O escritor e jornalista Gilberto Dimenstein morreu aos 63 anos nesta 6ª feira (29.mai.2020), em decorrência de câncer de pâncreas. Lutava contra a doença desde 2019.
Dimenstein fundou o site Catraca Livre em 2008 e escreveu para o jornal Folha de S.Paulo por 28 anos, de 1985 a 2013. No veículo, foi colunista, diretor da sucursal em Brasília, correspondente em Nova York e membro do conselho editorial da publicação, de 1992 a 2013.
Trabalhou como comentarista da CBN e passou pelas redações do Jornal do Brasil, Correio Braziliense, Última Hora e revista Veja.
Em 1994, publicou “O Cidadão de Papel”, que ganhou o Prêmio Jabuti de melhor livro de não ficção. O livro fala sobre os direitos da criança e do adolescente no Brasil.
Recebeu também o Prêmio Esso em 1988 e 1989. A premiação foi a maior distinção da profissão enquanto existiu, de 1955 a 2015.
REPERCUSSÃO
Jornalistas consagrados lamentaram a morte de Dimenstein. O Poder360 elenca algumas das despedidas abaixo:
“Conheci Gilberto em meados dos anos 1980, quando trabalhávamos juntos na Folha. Em 1996, tive a honra de herdar a coluna diária “Brasília”, que ele escrevia –e me mudei para a capital do país. Gilberto estava indo para uma temporada de estudos nos EUA. Foi uma grande referência no jornalismo brasileiro.
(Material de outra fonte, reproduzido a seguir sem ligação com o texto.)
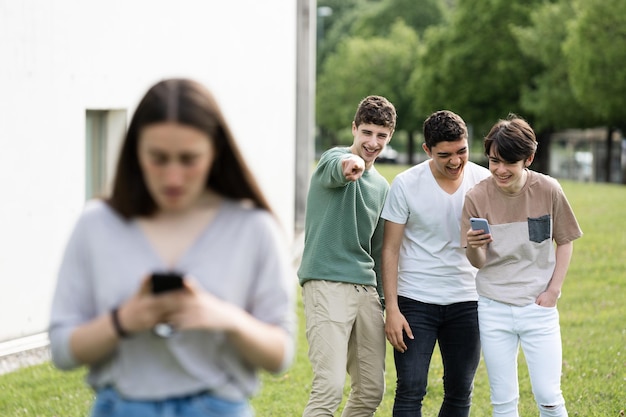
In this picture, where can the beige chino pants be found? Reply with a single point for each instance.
(345, 329)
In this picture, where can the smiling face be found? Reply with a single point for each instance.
(175, 160)
(448, 159)
(369, 141)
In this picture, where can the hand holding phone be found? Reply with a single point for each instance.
(478, 223)
(166, 281)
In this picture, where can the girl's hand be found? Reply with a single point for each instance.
(144, 310)
(199, 309)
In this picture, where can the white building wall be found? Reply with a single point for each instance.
(60, 58)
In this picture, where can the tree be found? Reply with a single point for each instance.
(549, 97)
(366, 66)
(596, 53)
(596, 56)
(472, 65)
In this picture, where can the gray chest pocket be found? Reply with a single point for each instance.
(539, 228)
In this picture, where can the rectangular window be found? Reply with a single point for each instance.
(104, 131)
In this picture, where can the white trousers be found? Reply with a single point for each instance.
(502, 329)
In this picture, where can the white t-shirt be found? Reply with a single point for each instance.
(432, 265)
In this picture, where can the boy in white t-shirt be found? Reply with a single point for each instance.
(428, 282)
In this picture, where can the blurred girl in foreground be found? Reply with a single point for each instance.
(183, 201)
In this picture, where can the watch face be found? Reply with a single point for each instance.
(163, 330)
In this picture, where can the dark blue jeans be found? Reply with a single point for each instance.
(455, 327)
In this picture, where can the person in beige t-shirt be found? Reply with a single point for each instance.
(523, 260)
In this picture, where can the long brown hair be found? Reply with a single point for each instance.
(189, 103)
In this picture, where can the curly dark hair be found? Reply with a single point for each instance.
(444, 126)
(376, 110)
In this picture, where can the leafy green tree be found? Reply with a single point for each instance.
(549, 97)
(365, 66)
(472, 65)
(596, 54)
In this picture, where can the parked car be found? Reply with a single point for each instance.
(388, 155)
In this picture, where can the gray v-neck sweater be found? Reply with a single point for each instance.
(240, 257)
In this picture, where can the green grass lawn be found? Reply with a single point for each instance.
(593, 322)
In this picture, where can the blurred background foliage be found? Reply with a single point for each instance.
(560, 64)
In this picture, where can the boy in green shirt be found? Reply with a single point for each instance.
(340, 268)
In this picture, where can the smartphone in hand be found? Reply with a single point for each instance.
(478, 223)
(166, 281)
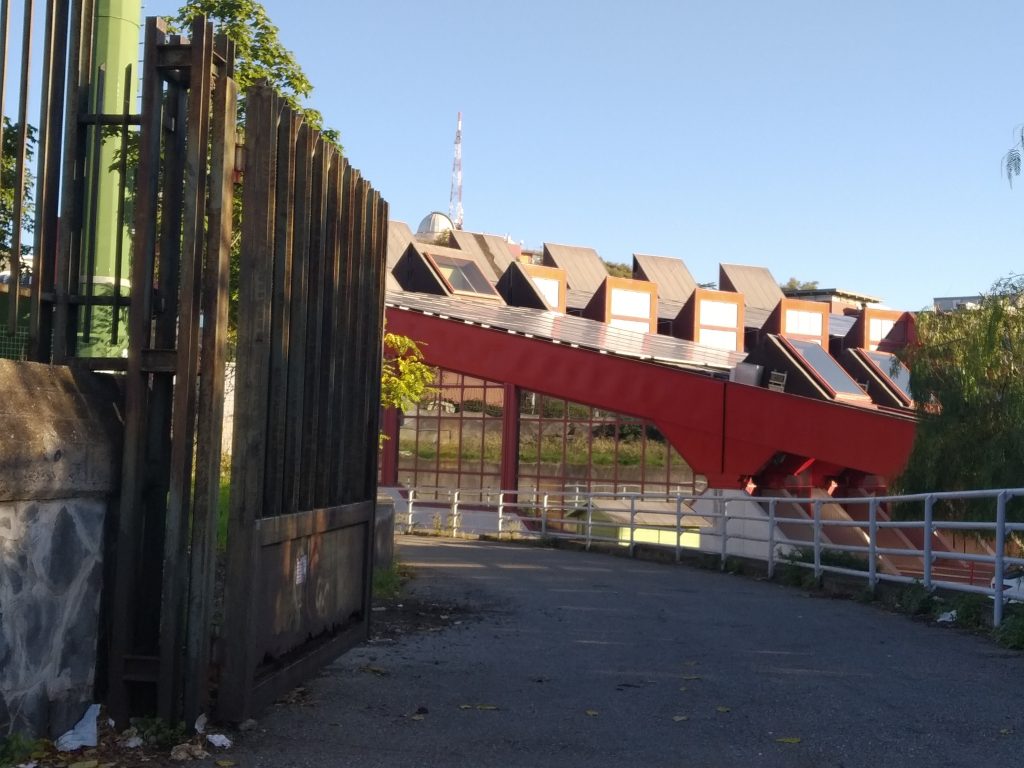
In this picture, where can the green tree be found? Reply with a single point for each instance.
(967, 378)
(617, 270)
(796, 285)
(7, 185)
(259, 53)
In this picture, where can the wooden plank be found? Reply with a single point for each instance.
(216, 275)
(287, 527)
(339, 181)
(297, 333)
(325, 158)
(252, 374)
(128, 520)
(55, 51)
(348, 444)
(281, 314)
(175, 584)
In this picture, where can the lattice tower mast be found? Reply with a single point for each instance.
(455, 198)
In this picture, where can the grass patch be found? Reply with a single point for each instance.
(16, 748)
(387, 583)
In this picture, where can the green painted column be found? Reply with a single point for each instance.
(116, 47)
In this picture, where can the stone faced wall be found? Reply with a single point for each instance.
(59, 464)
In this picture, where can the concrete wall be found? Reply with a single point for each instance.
(59, 465)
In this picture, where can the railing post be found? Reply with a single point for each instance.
(590, 517)
(633, 522)
(679, 526)
(929, 522)
(409, 510)
(872, 543)
(817, 539)
(1000, 545)
(722, 507)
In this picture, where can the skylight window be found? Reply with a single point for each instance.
(461, 275)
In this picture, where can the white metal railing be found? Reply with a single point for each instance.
(612, 518)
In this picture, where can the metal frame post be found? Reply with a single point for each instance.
(817, 539)
(872, 543)
(929, 532)
(1000, 545)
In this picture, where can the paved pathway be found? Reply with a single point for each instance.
(586, 659)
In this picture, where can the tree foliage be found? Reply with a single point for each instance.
(967, 378)
(259, 53)
(406, 379)
(796, 285)
(7, 184)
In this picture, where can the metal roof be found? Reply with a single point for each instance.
(674, 281)
(584, 268)
(756, 283)
(398, 238)
(572, 332)
(486, 249)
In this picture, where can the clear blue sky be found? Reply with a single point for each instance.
(855, 143)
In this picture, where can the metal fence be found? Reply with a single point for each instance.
(737, 525)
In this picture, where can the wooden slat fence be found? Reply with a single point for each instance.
(304, 450)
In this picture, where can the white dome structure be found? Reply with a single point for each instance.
(434, 223)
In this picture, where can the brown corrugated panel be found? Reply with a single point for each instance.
(491, 252)
(673, 279)
(584, 268)
(398, 238)
(756, 283)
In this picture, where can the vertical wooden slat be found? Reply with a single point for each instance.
(325, 161)
(349, 355)
(13, 297)
(297, 333)
(129, 520)
(338, 196)
(48, 175)
(211, 401)
(281, 314)
(183, 418)
(249, 442)
(72, 186)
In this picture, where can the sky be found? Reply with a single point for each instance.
(854, 143)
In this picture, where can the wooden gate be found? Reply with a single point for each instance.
(304, 450)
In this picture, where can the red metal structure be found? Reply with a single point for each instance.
(731, 433)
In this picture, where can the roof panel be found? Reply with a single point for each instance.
(673, 279)
(827, 368)
(584, 268)
(756, 283)
(580, 332)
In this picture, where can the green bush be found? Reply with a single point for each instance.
(1011, 632)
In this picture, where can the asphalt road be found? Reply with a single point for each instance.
(569, 658)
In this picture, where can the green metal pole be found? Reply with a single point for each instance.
(116, 48)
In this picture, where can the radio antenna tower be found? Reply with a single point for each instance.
(455, 199)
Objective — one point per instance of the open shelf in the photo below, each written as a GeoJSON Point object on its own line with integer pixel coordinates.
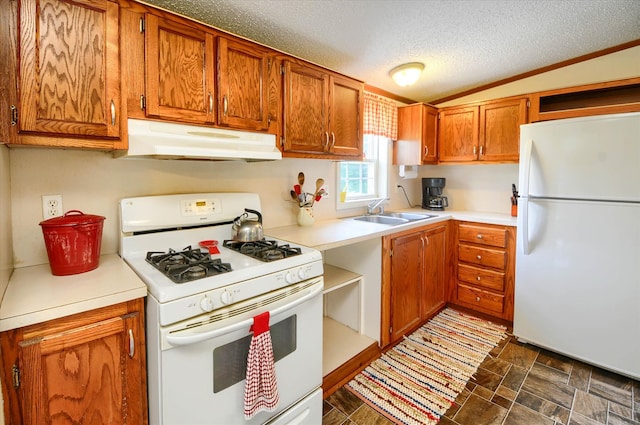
{"type": "Point", "coordinates": [340, 344]}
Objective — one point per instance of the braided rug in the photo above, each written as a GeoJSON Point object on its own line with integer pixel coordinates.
{"type": "Point", "coordinates": [418, 380]}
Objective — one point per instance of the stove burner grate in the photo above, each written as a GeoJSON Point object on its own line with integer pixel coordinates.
{"type": "Point", "coordinates": [186, 265]}
{"type": "Point", "coordinates": [263, 250]}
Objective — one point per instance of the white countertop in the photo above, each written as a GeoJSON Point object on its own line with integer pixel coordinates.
{"type": "Point", "coordinates": [34, 295]}
{"type": "Point", "coordinates": [328, 234]}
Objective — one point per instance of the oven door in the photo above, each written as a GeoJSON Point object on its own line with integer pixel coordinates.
{"type": "Point", "coordinates": [203, 366]}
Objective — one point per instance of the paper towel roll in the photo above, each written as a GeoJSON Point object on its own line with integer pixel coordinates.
{"type": "Point", "coordinates": [408, 171]}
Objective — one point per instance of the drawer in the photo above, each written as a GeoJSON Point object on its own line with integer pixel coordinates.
{"type": "Point", "coordinates": [489, 236]}
{"type": "Point", "coordinates": [481, 277]}
{"type": "Point", "coordinates": [482, 256]}
{"type": "Point", "coordinates": [480, 299]}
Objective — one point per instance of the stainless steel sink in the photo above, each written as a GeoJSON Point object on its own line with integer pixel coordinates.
{"type": "Point", "coordinates": [382, 219]}
{"type": "Point", "coordinates": [393, 218]}
{"type": "Point", "coordinates": [408, 216]}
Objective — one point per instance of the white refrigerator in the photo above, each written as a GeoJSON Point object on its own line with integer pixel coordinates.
{"type": "Point", "coordinates": [577, 288]}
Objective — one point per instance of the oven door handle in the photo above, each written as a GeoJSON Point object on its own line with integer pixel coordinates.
{"type": "Point", "coordinates": [195, 338]}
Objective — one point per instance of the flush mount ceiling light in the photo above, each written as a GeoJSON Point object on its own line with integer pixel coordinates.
{"type": "Point", "coordinates": [406, 74]}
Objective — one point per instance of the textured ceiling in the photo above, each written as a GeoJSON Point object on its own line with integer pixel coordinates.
{"type": "Point", "coordinates": [463, 43]}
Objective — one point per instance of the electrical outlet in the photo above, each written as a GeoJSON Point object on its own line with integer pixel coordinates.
{"type": "Point", "coordinates": [51, 206]}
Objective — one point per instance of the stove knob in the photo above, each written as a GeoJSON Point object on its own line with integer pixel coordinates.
{"type": "Point", "coordinates": [226, 297]}
{"type": "Point", "coordinates": [302, 274]}
{"type": "Point", "coordinates": [290, 277]}
{"type": "Point", "coordinates": [206, 304]}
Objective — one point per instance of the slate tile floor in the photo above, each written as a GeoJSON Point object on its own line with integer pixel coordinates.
{"type": "Point", "coordinates": [519, 384]}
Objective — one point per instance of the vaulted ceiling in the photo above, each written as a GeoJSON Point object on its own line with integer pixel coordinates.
{"type": "Point", "coordinates": [463, 43]}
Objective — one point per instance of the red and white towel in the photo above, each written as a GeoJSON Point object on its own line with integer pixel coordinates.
{"type": "Point", "coordinates": [261, 387]}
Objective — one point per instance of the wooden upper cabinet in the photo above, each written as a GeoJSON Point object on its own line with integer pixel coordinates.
{"type": "Point", "coordinates": [429, 135]}
{"type": "Point", "coordinates": [346, 111]}
{"type": "Point", "coordinates": [322, 113]}
{"type": "Point", "coordinates": [458, 134]}
{"type": "Point", "coordinates": [179, 71]}
{"type": "Point", "coordinates": [69, 78]}
{"type": "Point", "coordinates": [489, 131]}
{"type": "Point", "coordinates": [306, 99]}
{"type": "Point", "coordinates": [417, 135]}
{"type": "Point", "coordinates": [242, 85]}
{"type": "Point", "coordinates": [500, 129]}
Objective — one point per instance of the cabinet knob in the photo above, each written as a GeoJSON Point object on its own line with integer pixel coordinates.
{"type": "Point", "coordinates": [132, 344]}
{"type": "Point", "coordinates": [113, 113]}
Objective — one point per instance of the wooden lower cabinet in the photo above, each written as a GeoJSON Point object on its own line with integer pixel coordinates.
{"type": "Point", "coordinates": [86, 368]}
{"type": "Point", "coordinates": [484, 258]}
{"type": "Point", "coordinates": [413, 279]}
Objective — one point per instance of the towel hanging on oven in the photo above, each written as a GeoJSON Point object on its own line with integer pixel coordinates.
{"type": "Point", "coordinates": [261, 387]}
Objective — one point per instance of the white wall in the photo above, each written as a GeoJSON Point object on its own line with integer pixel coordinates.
{"type": "Point", "coordinates": [94, 182]}
{"type": "Point", "coordinates": [6, 257]}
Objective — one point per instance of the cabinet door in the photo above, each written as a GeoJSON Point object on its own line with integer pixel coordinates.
{"type": "Point", "coordinates": [429, 134]}
{"type": "Point", "coordinates": [242, 85]}
{"type": "Point", "coordinates": [345, 117]}
{"type": "Point", "coordinates": [407, 149]}
{"type": "Point", "coordinates": [406, 279]}
{"type": "Point", "coordinates": [500, 130]}
{"type": "Point", "coordinates": [69, 67]}
{"type": "Point", "coordinates": [179, 71]}
{"type": "Point", "coordinates": [435, 269]}
{"type": "Point", "coordinates": [306, 97]}
{"type": "Point", "coordinates": [458, 134]}
{"type": "Point", "coordinates": [82, 375]}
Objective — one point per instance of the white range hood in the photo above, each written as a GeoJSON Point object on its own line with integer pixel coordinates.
{"type": "Point", "coordinates": [162, 140]}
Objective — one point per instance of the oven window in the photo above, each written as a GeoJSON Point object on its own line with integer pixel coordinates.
{"type": "Point", "coordinates": [230, 360]}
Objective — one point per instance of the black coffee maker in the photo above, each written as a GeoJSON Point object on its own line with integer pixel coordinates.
{"type": "Point", "coordinates": [432, 198]}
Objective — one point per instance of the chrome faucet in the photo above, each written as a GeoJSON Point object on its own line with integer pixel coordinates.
{"type": "Point", "coordinates": [376, 203]}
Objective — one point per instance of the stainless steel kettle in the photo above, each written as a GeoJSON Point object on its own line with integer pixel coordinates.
{"type": "Point", "coordinates": [245, 229]}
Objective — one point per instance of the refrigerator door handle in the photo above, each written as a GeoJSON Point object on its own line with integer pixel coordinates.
{"type": "Point", "coordinates": [523, 211]}
{"type": "Point", "coordinates": [525, 160]}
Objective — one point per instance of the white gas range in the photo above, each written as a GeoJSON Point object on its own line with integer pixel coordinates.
{"type": "Point", "coordinates": [199, 315]}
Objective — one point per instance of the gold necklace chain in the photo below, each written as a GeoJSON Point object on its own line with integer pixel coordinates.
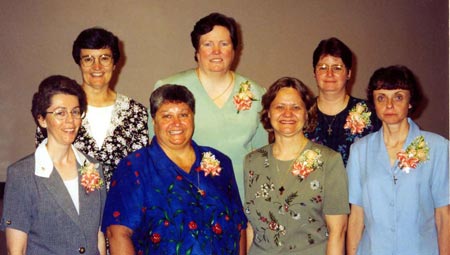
{"type": "Point", "coordinates": [224, 91]}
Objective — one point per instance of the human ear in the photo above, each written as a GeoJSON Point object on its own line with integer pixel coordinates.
{"type": "Point", "coordinates": [42, 122]}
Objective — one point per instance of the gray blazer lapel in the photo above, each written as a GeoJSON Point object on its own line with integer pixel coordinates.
{"type": "Point", "coordinates": [91, 204]}
{"type": "Point", "coordinates": [59, 191]}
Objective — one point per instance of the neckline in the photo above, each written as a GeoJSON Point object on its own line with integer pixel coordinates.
{"type": "Point", "coordinates": [212, 100]}
{"type": "Point", "coordinates": [347, 101]}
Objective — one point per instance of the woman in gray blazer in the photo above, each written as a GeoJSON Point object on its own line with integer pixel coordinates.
{"type": "Point", "coordinates": [54, 197]}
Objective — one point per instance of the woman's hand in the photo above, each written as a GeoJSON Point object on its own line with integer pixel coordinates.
{"type": "Point", "coordinates": [250, 235]}
{"type": "Point", "coordinates": [120, 240]}
{"type": "Point", "coordinates": [355, 228]}
{"type": "Point", "coordinates": [243, 243]}
{"type": "Point", "coordinates": [443, 227]}
{"type": "Point", "coordinates": [101, 243]}
{"type": "Point", "coordinates": [16, 241]}
{"type": "Point", "coordinates": [337, 225]}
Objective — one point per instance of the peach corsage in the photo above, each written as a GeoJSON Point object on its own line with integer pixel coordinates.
{"type": "Point", "coordinates": [244, 98]}
{"type": "Point", "coordinates": [209, 164]}
{"type": "Point", "coordinates": [416, 152]}
{"type": "Point", "coordinates": [358, 118]}
{"type": "Point", "coordinates": [90, 177]}
{"type": "Point", "coordinates": [307, 162]}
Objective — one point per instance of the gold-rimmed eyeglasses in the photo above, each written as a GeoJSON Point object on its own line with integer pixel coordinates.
{"type": "Point", "coordinates": [89, 60]}
{"type": "Point", "coordinates": [63, 113]}
{"type": "Point", "coordinates": [323, 68]}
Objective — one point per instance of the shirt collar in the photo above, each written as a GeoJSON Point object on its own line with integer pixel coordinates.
{"type": "Point", "coordinates": [43, 166]}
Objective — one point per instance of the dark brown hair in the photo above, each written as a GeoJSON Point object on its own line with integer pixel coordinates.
{"type": "Point", "coordinates": [267, 99]}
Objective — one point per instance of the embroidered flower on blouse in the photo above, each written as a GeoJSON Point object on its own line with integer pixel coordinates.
{"type": "Point", "coordinates": [358, 118]}
{"type": "Point", "coordinates": [307, 162]}
{"type": "Point", "coordinates": [209, 164]}
{"type": "Point", "coordinates": [90, 178]}
{"type": "Point", "coordinates": [315, 185]}
{"type": "Point", "coordinates": [415, 153]}
{"type": "Point", "coordinates": [244, 98]}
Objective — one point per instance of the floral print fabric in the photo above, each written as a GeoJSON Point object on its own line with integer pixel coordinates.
{"type": "Point", "coordinates": [286, 211]}
{"type": "Point", "coordinates": [127, 132]}
{"type": "Point", "coordinates": [162, 204]}
{"type": "Point", "coordinates": [341, 138]}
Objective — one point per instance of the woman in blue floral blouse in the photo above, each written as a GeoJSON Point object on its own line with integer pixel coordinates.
{"type": "Point", "coordinates": [174, 196]}
{"type": "Point", "coordinates": [340, 118]}
{"type": "Point", "coordinates": [295, 190]}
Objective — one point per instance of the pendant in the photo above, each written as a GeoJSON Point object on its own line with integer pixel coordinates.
{"type": "Point", "coordinates": [281, 189]}
{"type": "Point", "coordinates": [201, 192]}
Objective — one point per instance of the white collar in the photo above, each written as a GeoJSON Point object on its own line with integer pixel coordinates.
{"type": "Point", "coordinates": [43, 165]}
Fez reportagens históricas como “República dos padrinhos” (de 1987) e “A lista da fisiologia” (de 1988), revelando as mazelas da política numa era pré-internet e pré-Lei de Acesso à Informação, quando fazer jornalismo investigativo era muito mais difícil do que nos dias de hoje. Gilberto inspirou uma geração de profissionais de comunicação. Considero 1 privilégio ter convivido com ele. Desejo paz a amigos e familiares neste momento de perda”, disse o diretor de Redação do Poder360, Fernando Rodrigues.
Em suas contas no Twitter, colegas de profissão, como Miriam Leitão (Globo), Rosental Calmon (Knight Center for Journalism in the Americas), Daniel Bramatti (Estadão) e Mônica Waldwogel (GloboNews) lamentaram a perda.
O governador de São Paulo, João Doria (PSDB), caracterizou Dimenstein como 1 dos expoentes do jornalismo brasileiro. “Deu voz a atores antes excluídos do debate nacional”, disse.